Leslie Lee, a playwright whose award-winning work, much of it with the Negro Ensemble Company, focused on stretching the boundaries of the African-American experience as it was portrayed on the stage, died on Monday in Manhattan. He was 83. The cause was congestive heart failure, Heather Massie, a friend, said.

Over four decades, Mr. Lee wrote more than two dozen stage works, scouring American history for his subjects and characters.

In “Black Eagles,” he wrote about Black fighter pilots in Italy in World War II. In “Ground People” (originally titled “The Rabbit Foot”), he wrote about Southern Black sharecroppers and visiting minstrel-show performers in the 1920s. In “Blues in a Broken Tongue,” the daughter of a family that had moved to Russia in the 1930s as an escape from racism discovers a pile of recordings by Billie Holiday, Paul Robeson and others and reconsiders her heritage. An early play, “The War Party,” was about the conflicts within a community civil rights organization in the 1960s.

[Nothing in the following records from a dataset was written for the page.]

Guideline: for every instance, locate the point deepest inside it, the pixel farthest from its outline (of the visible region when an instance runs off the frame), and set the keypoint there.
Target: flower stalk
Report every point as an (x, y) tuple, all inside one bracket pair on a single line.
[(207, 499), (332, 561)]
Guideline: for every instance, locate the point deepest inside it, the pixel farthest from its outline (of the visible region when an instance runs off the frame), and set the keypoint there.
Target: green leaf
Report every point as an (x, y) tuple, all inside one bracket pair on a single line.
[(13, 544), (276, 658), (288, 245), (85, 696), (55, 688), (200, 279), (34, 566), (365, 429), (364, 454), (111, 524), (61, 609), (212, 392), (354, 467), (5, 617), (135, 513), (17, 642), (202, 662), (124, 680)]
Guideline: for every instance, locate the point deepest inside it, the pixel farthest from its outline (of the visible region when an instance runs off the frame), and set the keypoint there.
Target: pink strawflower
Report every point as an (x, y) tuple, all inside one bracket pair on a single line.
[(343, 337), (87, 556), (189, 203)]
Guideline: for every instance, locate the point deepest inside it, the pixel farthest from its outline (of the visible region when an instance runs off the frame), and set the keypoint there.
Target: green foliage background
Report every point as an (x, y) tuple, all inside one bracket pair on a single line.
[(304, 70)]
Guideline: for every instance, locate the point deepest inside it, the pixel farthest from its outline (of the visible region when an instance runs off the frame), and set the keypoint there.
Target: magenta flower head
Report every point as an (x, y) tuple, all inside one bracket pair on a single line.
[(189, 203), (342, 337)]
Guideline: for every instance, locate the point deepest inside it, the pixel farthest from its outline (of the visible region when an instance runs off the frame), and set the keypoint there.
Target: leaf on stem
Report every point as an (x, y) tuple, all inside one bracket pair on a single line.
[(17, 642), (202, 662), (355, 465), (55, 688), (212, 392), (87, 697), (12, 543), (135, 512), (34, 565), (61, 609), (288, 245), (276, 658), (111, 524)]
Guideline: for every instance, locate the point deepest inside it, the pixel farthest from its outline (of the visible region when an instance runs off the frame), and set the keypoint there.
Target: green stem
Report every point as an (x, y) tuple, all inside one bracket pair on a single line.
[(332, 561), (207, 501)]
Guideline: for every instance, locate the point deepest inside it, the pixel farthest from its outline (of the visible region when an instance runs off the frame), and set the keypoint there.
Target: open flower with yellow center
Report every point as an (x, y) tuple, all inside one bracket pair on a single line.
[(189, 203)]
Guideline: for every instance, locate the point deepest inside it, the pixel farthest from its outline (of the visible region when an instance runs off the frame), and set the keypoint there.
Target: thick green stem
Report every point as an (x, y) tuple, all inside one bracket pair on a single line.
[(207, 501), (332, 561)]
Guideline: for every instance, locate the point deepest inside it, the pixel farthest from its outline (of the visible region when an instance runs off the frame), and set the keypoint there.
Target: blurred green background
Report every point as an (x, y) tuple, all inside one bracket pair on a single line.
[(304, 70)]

In “The Book of Lambert,” written in the 1970s and set contemporaneously on an abandoned New York subway platform, a Black intellectual has been reduced to despair by the loss of the White woman he loves. In “Colored People’s Time,” Mr. Lee presented a century of Black history, from the Civil War to the dawn of the civil rights movement, in a pageantlike parade of vignettes.

“One can be Black and also many other things,” Mr. Lee said in a 1975 interview about his writerly concerns. “I want to expand the thinking of Blacks about themselves.”